Ces critères sont un constat, et ne sont pas à confondre avec les 5 critères scientifiques de cohérence, logique, adéquation, applicabilité et nécessité. L’expression du résultat de la recherche suivant les 5 critères scientifiques (par exemple l’ouvrage Procès et réalité) suit des règles intuitives d’expression et de créativité dans le langage, déchiffrées par Donald A. Crosby 45 ans après la publication de PR.

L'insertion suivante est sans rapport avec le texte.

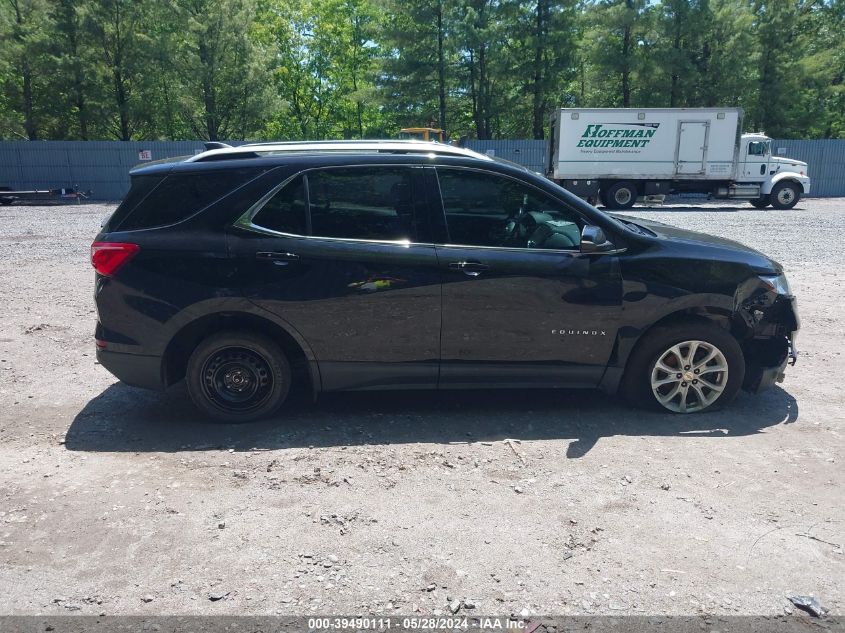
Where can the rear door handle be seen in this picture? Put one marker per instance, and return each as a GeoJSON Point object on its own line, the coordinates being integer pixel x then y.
{"type": "Point", "coordinates": [472, 269]}
{"type": "Point", "coordinates": [276, 258]}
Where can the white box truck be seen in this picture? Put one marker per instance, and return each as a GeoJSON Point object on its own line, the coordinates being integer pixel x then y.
{"type": "Point", "coordinates": [616, 155]}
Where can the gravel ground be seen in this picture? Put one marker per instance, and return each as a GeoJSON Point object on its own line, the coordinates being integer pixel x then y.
{"type": "Point", "coordinates": [115, 500]}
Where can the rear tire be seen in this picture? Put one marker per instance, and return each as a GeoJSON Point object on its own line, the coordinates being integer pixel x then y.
{"type": "Point", "coordinates": [762, 202]}
{"type": "Point", "coordinates": [785, 195]}
{"type": "Point", "coordinates": [621, 195]}
{"type": "Point", "coordinates": [238, 376]}
{"type": "Point", "coordinates": [684, 367]}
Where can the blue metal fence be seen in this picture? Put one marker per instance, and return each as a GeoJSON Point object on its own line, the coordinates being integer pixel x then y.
{"type": "Point", "coordinates": [103, 166]}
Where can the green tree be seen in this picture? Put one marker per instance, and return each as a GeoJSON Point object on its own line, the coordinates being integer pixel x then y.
{"type": "Point", "coordinates": [26, 28]}
{"type": "Point", "coordinates": [221, 69]}
{"type": "Point", "coordinates": [614, 40]}
{"type": "Point", "coordinates": [417, 62]}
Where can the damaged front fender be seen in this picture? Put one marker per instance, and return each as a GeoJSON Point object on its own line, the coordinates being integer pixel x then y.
{"type": "Point", "coordinates": [768, 329]}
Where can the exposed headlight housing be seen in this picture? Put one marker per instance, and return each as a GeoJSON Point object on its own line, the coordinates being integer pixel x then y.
{"type": "Point", "coordinates": [777, 284]}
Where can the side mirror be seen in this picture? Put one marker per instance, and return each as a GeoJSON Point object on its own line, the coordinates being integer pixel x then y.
{"type": "Point", "coordinates": [593, 240]}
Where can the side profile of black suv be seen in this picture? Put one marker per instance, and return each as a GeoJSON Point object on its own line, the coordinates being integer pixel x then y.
{"type": "Point", "coordinates": [254, 270]}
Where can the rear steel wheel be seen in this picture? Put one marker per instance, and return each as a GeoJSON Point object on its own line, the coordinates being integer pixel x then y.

Donald A. Crosby donne notamment les exemples des mots préhension, entité-actuelle, satisfaction, concrescence, superjet, appétition, ou préhension conceptuelle. Leur intérêt est de faire le lien entre l’expérience ordinaire et un schème qui lie l’ensemble des notions de cette expérience ordinaire. Les travaux des urbanistes, des architectes, des géographes et des ingénieurs abondent en notions / concepts qui font cette même démarche, chacun à sa façon, chacun inventant ses propres termes. Le double intérêt du choix des mots de Whitehead dans le cadre de sa pensée organique est de permettre de tracer des liens : la pensée organique offre un mode de pensée apte à saisir la pensée de chaque auteur dans son expression propre, tout en permettant une comparaison scientifique/philosophique avec les autres auteurs grâce au croisement des notions autour d’un schème commun. Leurs travaux deviennent alors une exemplification du schème, voire un approfondissement de ce qui n’y est qu’esquissé et généralisé. C’est le cas de tous les travaux cités dans la méthode d’écriture, et plus généralement ceux retenus dans la bibliographie. La présente thèse est loin d’épuiser tous les liens possibles. Seuls seront tracés les liens entre le schème, la dynamique de 〈19〉 développement des territoires et l’application à la région « Vosges-Ardennes » (Grand-Est français et régions transfrontalières).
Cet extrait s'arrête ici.